Selma looked at Dr. Carver. “Does she not know?”

“Mather has Dr. Molinelli, the one who worked on you, in custody,” Dr. Carver told her. “He was arrested last night, along with some known opponents to Anne Mather. She’s holding them in the brig, and we haven’t been able to gain access to them.”

“How can she get away with that?” Waverly pounded the table with a fist.

“She has a great deal of power,” Dr. Carver said. “That is what I’ve been trying to tell you. The situation grows more serious every moment.”

“So you see, dear,” Miranda said, rubbing at the chains that covered her throat in glittery gold, “if you can provide us with nothing showing that Anne Mather is a war criminal, I’m afraid there is very little we can do to protect you. Or anyone.”

They wanted to get Anne Mather. All of them. They wanted it badly.

“It’s
my
neck on the line,” Waverly said slowly.

“Play the martyr all you like, dear,” said the tiny old woman through a sneer. “We just need your testimony.”

Who did these people think they were to use her in this way? Waverly looked from face to face, all of them staring at her, impervious, betraying not a hint of concern for her situation—all except Selma, who worried at her bottom lip with stained teeth as she watched Waverly.
At least one of them is human,
Waverly thought ruefully.

“Well?” Dr. Carver prompted her.

“I’m no martyr,” Waverly said through slitted eyes.
If they’re going to use me,
she decided,
I’ll use them, too.
“I want something in exchange.”

“We already have an agreement,” Dr. Carver said menacingly.

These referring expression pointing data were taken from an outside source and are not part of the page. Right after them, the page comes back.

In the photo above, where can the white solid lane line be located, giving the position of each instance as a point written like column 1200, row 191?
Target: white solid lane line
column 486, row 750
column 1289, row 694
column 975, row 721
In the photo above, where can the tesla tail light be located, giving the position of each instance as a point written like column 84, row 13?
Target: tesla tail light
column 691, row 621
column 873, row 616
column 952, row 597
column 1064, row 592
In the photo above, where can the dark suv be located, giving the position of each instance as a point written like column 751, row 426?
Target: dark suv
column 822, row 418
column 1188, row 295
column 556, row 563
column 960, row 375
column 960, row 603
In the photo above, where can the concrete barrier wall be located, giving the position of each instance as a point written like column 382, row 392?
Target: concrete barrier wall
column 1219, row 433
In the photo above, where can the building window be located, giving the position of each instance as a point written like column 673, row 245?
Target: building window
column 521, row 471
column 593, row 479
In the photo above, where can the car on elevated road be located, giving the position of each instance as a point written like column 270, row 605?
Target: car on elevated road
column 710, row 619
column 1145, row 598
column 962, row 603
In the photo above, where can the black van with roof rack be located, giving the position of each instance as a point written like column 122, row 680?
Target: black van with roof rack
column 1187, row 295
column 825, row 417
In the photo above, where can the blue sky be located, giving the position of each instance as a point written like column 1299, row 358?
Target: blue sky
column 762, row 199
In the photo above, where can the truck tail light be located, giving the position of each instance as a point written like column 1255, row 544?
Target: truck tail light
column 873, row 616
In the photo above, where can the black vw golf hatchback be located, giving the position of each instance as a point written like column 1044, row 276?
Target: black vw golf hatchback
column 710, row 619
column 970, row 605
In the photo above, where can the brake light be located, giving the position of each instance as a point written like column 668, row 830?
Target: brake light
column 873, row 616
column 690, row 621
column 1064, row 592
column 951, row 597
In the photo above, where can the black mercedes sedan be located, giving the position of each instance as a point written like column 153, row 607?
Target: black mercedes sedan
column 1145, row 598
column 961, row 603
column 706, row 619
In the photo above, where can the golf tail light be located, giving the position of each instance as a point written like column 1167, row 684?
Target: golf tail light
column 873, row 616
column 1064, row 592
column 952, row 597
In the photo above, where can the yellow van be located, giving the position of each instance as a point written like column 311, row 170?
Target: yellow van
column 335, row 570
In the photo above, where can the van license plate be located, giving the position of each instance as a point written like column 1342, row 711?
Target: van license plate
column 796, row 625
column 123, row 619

“So you found an antidote?”

“Antidote to what?” Selma asked with surprise.

“Selma,” the doctor said irritably. “Let
me.

The old woman squinted angrily at him, but she closed her mouth.

“I’m still working on it, Waverly,” Dr. Carver said. “I need more time.”

“Then I’m amending our agreement. I want to know what happened to Sarah Wheeler and Randy Ortega. I want to talk to them.”

“That can be arranged—” Dr. Carver began, but Waverly cut him off.

“And I want to talk to Captain Jones. Alone.”

Glances flew around the room, from eye to rheumy eye.

“Why?” The doctor finally asked.

“I have my reasons.”

“That could be difficult,” Deacon Maddox said.